Bagaimana tanggung jawab organisasi terhadap masalah ini? Dalam
manajemen perubahan, dikenal setidaknya ada dua pendekatan untuk
mengubahnya.
Pertama, pendekatan "inside-out", memperkuat manusianya. Sering
dilakukan melalui reorientasi pelayanan, induksi, pelatihan motivasi,
pelayanan prima dan sejenisnya.
Pendekatan pelatihan emosional-spiritual sering efektif
membangkitkan motivasi pelayanan. Namun, ternyata sering tidak cukup
saat peserta menghadapi realitas lain. Sistem organisasi tidak
mendukungnya.
Cara lain yang sering efektif dilakukan melalui pendekatan
outside-in, melalui penguatan sistem, prosedur, serta penegakan aturan
yang berorientasi pada pelayanan prima.
Pendekatan ini harus dijalankan secara disiplin dan konsisten oleh
semua lapis manajemen. Kepemimpinannya efektif, termasuk di antaranya
memastikan pelayanan prima secara operasional, sistem penilaian berbasis
kinerja, menjalankan sistem umpan balik, hingga dukungan sarana dan
prasarana lainnya.
Khusus untuk pelayanan di rumah sakit bisa dimulai dengan sederhana.
Setiap pasien bisa memberikan umpan balik terhadap pelayanan sang
dokter atau tenaga medis. Ada mekanisme "feedback" atas pelayanan.
Pada saat yang sama, insentif dan sebaliknya disinsentif yang
memasukkan feedback para pasien merupakan salah satu unsur penting
penilaian kinerja dokter dan tenaga medis.
Ada apresiasi dan konsekwensi atas sikap dan kualitas pelayanan.

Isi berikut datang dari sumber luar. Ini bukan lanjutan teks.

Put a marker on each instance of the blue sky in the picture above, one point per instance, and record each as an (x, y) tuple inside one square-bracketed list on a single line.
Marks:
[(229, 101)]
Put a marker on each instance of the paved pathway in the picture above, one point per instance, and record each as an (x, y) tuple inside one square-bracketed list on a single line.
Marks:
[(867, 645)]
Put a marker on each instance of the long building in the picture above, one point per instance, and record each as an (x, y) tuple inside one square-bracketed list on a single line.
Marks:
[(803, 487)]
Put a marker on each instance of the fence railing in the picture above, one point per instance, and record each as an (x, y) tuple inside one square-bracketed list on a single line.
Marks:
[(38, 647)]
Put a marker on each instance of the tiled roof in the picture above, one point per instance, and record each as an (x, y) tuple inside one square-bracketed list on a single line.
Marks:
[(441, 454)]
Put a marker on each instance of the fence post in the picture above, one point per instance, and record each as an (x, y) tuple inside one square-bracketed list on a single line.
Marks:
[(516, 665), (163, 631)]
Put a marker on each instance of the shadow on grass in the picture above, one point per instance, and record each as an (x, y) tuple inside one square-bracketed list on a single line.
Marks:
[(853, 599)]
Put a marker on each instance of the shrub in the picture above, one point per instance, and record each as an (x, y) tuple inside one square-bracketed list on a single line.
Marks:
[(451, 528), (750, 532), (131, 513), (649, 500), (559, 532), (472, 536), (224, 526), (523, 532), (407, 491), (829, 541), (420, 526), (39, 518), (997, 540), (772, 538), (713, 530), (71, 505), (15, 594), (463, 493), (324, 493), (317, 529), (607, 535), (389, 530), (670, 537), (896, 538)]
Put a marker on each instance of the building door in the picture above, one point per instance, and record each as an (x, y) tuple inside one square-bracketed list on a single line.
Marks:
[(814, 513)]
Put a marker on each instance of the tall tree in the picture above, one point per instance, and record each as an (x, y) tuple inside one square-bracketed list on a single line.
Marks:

Pendekatan kedua ini dapat membentuk perilaku baru yang bila dilakukan
terus-menerus dapat menghasilkan proses perubahan budaya.
Dalam banyak kisah sukses perubahan organisasional, kedua pendekatan
itu sebaiknya dilakukan secara paralel dan dipimpin oleh para "change
makers" yang bekerja "hands-on". Bekerja dan turun ke lapangan.
Ujungnya, perubahan perilaku itu dapat mengubah budaya lama yang
tercermin dari sikap tidak peduli, menuju budaya baru yang melayani
dengan antusias dan bersemangat, bahkan keluar dari suara hati.
Panggilan hidup. Aktualisasi diri.
Pasalnya, melayani dengan hati akan terasa berbeda, membahagiakan
bagi yang melakukan dan yang menerimanya. Anda punya pengalaman lain?